Despite these limitations, this study provides valuable insights into the medications involved in WDEs and their impact on patients.
Conclusion
WDEs can cause serious patient harm resulting from the omission or delay of a necessary medication, administration of an unintended and/or contraindicated medication, or other deviation such as administration via the incorrect route due to confusion between two medications. Our findings highlight insulin as the medication class most frequently involved in WDEs. Additionally, our study underscores the need for heightened attention to medications with similar names, including those with shared stems. Additional research regarding the contributing factors to WDEs could provide a more complete understanding of these events and facilitate further development of evidence-based, targeted prevention strategies.
Note
This analysis was exempted from review by the Advarra Institutional Review Board.

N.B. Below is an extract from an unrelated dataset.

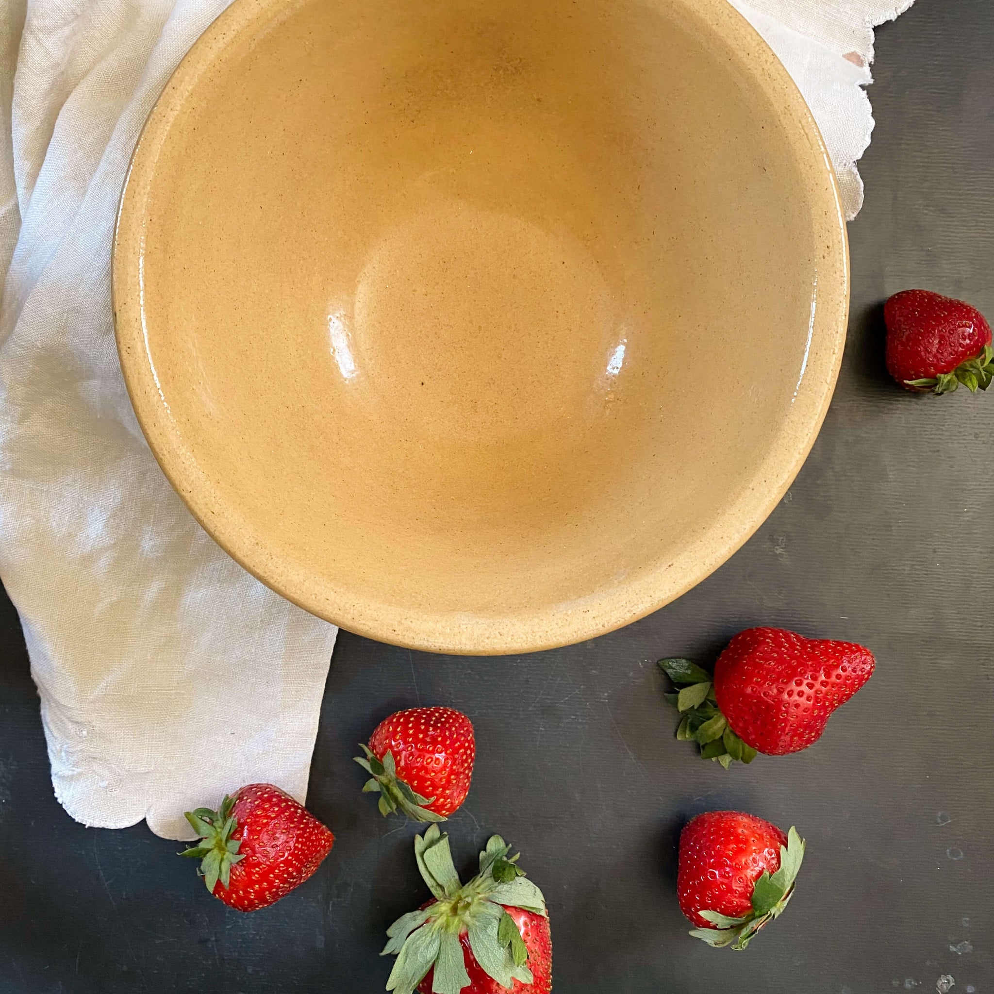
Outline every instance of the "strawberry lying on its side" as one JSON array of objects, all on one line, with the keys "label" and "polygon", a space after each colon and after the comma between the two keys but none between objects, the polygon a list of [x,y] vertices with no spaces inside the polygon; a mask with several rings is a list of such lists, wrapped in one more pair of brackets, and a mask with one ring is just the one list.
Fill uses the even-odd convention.
[{"label": "strawberry lying on its side", "polygon": [[896,293],[884,306],[887,369],[906,390],[971,393],[994,380],[991,328],[975,307],[929,290]]},{"label": "strawberry lying on its side", "polygon": [[698,925],[691,935],[712,946],[745,949],[778,917],[794,893],[804,840],[762,818],[709,811],[680,834],[677,897]]},{"label": "strawberry lying on its side", "polygon": [[382,955],[397,955],[395,994],[550,994],[553,945],[542,892],[504,840],[480,853],[480,872],[459,882],[448,836],[431,825],[414,837],[417,869],[434,898],[402,915]]},{"label": "strawberry lying on its side", "polygon": [[335,841],[271,783],[249,783],[225,797],[220,810],[197,808],[186,818],[201,841],[180,855],[199,859],[208,891],[240,911],[289,894],[317,870]]},{"label": "strawberry lying on its side", "polygon": [[380,793],[380,813],[444,821],[466,799],[476,742],[472,723],[451,708],[411,708],[382,721],[356,756]]},{"label": "strawberry lying on its side", "polygon": [[661,659],[683,715],[677,738],[697,742],[726,769],[756,752],[785,755],[816,743],[836,708],[872,676],[873,653],[853,642],[747,628],[729,643],[714,675],[689,659]]}]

Data used in this study cannot be made public due to their confidential nature, as outlined in the Medical Care Availability and Reduction of Error (MCARE) Act (Pennsylvania Act 13 of 2002).
Disclosure
The authors declare that they have no relevant or material financial interests.
About the Authors
Myungsun (Sunny) Ro (mro@pa.gov) is a research scientist on the Data Science & Research team at the Patient Safety Authority (PSA). Her responsibilities include analyzing and synthesizing data from various sources to identify opportunities to improve patient safety, as well as writing scientific articles for publication in PSA’s peer-reviewed journal, Patient Safety.
Rebecca Jones is director of Data Science & Research at the Patient Safety Authority.

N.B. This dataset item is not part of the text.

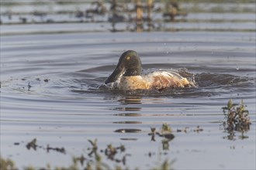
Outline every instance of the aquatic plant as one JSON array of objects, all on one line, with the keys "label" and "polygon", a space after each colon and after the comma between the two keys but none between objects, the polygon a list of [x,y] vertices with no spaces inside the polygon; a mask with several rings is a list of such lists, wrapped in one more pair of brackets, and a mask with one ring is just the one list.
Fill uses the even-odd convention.
[{"label": "aquatic plant", "polygon": [[0,169],[16,170],[17,168],[11,159],[5,159],[0,155]]},{"label": "aquatic plant", "polygon": [[246,105],[244,105],[242,100],[240,106],[236,104],[233,104],[232,99],[230,99],[227,107],[223,107],[222,109],[225,115],[227,121],[224,122],[224,127],[226,130],[229,131],[237,131],[240,132],[247,131],[250,130],[250,118],[248,117],[249,111],[245,110]]},{"label": "aquatic plant", "polygon": [[229,134],[223,138],[229,140],[235,140],[235,132],[241,132],[241,135],[238,138],[240,139],[248,138],[244,135],[244,132],[250,130],[251,121],[248,117],[249,111],[245,110],[246,105],[244,105],[242,100],[240,106],[234,104],[232,99],[230,99],[227,107],[222,107],[223,114],[225,115],[226,121],[223,122],[223,127],[225,131],[227,131]]},{"label": "aquatic plant", "polygon": [[[124,169],[130,169],[126,167],[126,160],[127,156],[131,156],[131,155],[126,153],[126,147],[123,144],[115,147],[112,144],[108,144],[105,149],[99,149],[97,144],[97,139],[88,140],[88,142],[91,145],[88,148],[88,151],[89,153],[87,155],[81,155],[79,157],[73,157],[72,158],[72,163],[71,165],[67,167],[57,166],[53,168],[50,165],[47,165],[46,167],[40,168],[40,169],[44,170],[92,170],[92,169],[98,169],[98,170],[106,170],[106,169],[113,169],[113,170],[124,170]],[[26,144],[26,148],[30,147],[32,148],[42,148],[43,147],[39,146],[36,144],[36,139],[33,139],[30,142]],[[47,145],[48,148],[52,150],[58,150],[55,148],[50,148],[49,144]],[[64,150],[64,148],[61,148]],[[36,149],[35,149],[36,151]],[[7,158],[3,158],[0,157],[0,169],[5,170],[16,170],[18,169],[13,161]],[[116,163],[116,165],[112,167],[109,164],[103,162],[102,160],[104,158],[107,158],[112,162]],[[170,161],[168,159],[165,159],[164,162],[159,162],[156,167],[150,168],[149,169],[152,170],[168,170],[172,169],[171,165],[173,164],[174,161]],[[37,169],[36,168],[31,166],[23,167],[25,170],[35,170]],[[138,169],[138,168],[135,168]]]}]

PA-PSRS is a secure, web-based system through which Pennsylvania hospitals, ambulatory surgical facilities, abortion facilities, and birthing centers submit reports of patient safety–related incidents and serious events in accordance with mandatory reporting laws outlined in the Medical Care Availability and Reduction of Error (MCARE) Act (Act 13 of 2002).4 All reports submitted through PA-PSRS are confidential and no information about individual facilities or providers is made public.

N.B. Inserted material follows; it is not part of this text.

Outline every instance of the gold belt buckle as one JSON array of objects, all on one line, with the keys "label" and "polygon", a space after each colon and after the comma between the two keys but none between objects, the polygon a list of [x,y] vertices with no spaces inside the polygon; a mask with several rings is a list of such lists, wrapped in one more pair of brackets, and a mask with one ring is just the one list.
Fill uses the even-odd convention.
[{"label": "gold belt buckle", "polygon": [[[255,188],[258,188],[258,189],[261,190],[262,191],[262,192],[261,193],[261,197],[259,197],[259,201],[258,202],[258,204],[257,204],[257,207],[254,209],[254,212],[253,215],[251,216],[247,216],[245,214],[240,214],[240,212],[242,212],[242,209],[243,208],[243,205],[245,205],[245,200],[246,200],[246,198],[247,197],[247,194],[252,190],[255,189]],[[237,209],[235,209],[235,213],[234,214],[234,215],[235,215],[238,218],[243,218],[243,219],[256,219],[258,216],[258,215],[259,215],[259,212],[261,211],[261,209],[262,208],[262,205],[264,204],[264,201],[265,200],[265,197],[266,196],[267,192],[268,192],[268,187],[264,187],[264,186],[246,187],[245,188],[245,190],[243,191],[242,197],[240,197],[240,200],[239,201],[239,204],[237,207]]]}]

Within the PA-PSRS acute care database, there are 168 care areas for facilities to use to identify where events occur. Each of these care areas is then placed into one of 23 higher level care area groups.
An incident is defined as “[a]n event, occurrence or situation involving the clinical care of a patient in a medical facility which could have injured the patient but did not either cause an unanticipated injury or require the delivery of additional health care services to the patient.”4
A serious event is defined as “[a]n event, occurrence or situation involving the clinical care of a patient in a medical facility that results in death or compromises patient safety and results in an unanticipated injury requiring the delivery of additional health care services to the patient.”4
Due to the use of a different system to classify high-alert medications, the frequency of some high-alert medication classes shown in Figure 3 do not exactly match the classes shown in Figure 2. For example, there is a lower frequency for “Antithrombotic agent” in Figure 3 compared to Figure 2 because subcutaneous heparin is not considered a high-alert medication.